# Polya urn model

In statistics, a Pólya urn model (also known as a Pólya urn scheme or simply as Pólya's urn), named after George Pólya, is a type of statistical model used as an idealized mental exercise framework, unifying many treatments.

In an urn model, objects of real interest (such as atoms, people, cars, etc.) are represented as colored balls in an urn or other container. In the basic Pólya urn model, the urn contains x white and y black balls; one ball is drawn randomly from the urn and its color observed; it is then replaced in the urn, and an additional ball of the same color is added to the urn, and the selection process is repeated. Questions of interest are the evolution of the urn population and the sequence of colors of the balls drawn out.

This endows the urn with a self-reinforcing property sometimes expressed as the rich get richer.

Note that in some sense, the Pólya urn model is the "opposite" of the model of sampling without replacement. When sampling without replacement, every time a particular value is observed, it is less likely to be observed again, whereas in a Polya urn model, an observed value is more likely to be observed again. In both of these models, the act of measurement has an effect on the outcome of future measurements. (For comparison, when sampling with replacement, observation of a particular value has no effect on how likely it is to observe that value again.) Note also that in a Polya urn model, successive acts of measurement over time have less and less effect on future measurements, whereas in sampling without replacement, the opposite is true: After a certain number of measurements of a particular value, that value will never be seen again.

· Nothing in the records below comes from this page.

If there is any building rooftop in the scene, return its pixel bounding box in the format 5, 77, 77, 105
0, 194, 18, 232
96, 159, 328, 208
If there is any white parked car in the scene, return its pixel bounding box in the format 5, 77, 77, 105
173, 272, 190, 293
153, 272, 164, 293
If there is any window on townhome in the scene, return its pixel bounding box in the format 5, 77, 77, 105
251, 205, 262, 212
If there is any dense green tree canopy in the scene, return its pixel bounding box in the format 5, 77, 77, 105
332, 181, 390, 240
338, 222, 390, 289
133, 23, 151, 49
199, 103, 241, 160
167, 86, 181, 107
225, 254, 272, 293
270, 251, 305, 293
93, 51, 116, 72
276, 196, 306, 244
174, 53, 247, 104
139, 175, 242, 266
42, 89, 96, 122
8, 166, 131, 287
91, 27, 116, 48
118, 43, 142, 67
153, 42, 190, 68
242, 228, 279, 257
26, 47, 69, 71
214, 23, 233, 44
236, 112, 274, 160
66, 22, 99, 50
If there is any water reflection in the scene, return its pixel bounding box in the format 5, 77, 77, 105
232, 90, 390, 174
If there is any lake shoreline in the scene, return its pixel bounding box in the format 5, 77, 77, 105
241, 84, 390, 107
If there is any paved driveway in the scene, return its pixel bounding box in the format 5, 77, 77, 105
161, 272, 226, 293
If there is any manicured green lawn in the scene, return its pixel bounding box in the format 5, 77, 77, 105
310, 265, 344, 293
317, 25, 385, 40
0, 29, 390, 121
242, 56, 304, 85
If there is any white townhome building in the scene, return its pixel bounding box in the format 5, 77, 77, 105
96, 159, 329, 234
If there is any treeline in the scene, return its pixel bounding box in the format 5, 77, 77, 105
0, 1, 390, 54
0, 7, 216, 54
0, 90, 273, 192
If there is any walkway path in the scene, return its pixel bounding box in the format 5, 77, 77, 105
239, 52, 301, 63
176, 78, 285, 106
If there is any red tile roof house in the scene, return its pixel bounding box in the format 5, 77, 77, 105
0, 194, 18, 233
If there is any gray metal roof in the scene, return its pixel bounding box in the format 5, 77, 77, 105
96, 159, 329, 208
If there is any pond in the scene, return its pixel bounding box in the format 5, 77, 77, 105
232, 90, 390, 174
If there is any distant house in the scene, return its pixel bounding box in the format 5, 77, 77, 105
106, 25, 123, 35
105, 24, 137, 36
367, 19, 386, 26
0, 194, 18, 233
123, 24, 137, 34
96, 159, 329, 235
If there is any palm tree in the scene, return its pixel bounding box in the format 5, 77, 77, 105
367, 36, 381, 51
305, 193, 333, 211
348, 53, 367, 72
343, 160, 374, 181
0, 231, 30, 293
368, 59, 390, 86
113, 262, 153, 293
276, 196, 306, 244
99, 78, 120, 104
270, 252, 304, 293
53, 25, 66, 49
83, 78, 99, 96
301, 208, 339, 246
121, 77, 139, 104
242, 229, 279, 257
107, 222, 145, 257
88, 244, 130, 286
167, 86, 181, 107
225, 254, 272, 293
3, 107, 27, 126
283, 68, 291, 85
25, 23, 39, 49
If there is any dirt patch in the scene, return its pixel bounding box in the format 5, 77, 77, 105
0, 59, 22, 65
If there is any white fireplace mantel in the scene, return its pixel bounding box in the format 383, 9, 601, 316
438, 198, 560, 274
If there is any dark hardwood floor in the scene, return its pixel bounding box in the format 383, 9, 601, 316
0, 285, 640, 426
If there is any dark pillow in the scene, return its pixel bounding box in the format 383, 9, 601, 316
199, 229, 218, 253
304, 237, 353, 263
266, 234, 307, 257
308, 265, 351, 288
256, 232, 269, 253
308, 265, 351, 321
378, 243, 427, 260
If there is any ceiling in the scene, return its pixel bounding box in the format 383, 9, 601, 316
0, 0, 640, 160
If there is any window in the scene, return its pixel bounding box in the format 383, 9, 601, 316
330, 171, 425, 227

One of the reasons for interest in this particular rather elaborate urn model (i.e. with duplication and then replacement of each ball drawn) is that it provides an example in which the count (initially x black and y white) of balls in the urn is not concealed, which is able to approximate the correct updating of subjective probabilities appropriate to a different case in which the original urn content is concealed while ordinary sampling with replacement is conducted (without the Polya ball-duplication). Because of the simple "sampling with replacement" scheme in this second case, the urn content is now static, but this greater simplicity is compensated for by the assumption that the urn content is now unknown to an observer. A Bayesian analysis of the observer's uncertainty about the urn's initial content can be made, using a particular choice of (conjugate) prior distribution. Specifically, suppose that an observer knows that the urn contains only identical balls, each coloured either black or white, but he does not know the absolute number of balls present, nor the proportion that are of each colour. Suppose that he holds prior beliefs about these unknowns: for him the probability distribution of the urn content is well approximated by some prior distribution for the total number of balls in the urn, and a beta prior distribution with parameters (x,y) for the initial proportion of these which are black, this proportion being (for him) considered approximately independent of the total number. Then the process of outcomes of a succession of draws from the urn (with replacement but without the duplication) has approximately the same probability law as does the above Polya scheme in which the actual urn content was not hidden from him. The approximation error here relates to the fact that an urn containing a known finite number m of balls of course cannot have an exactly beta-distributed unknown proportion of black balls, since the domain of possible values for that proportion are confined to being multiples of ${\displaystyle 1/m}$, rather than having the full freedom to assume any value in the continuous unit interval, as would an exactly beta distributed proportion. This slightly informal account is provided for reason of motivation, and can be made more mathematically precise.

This basic Pólya urn model model has been enriched and generalized in many ways.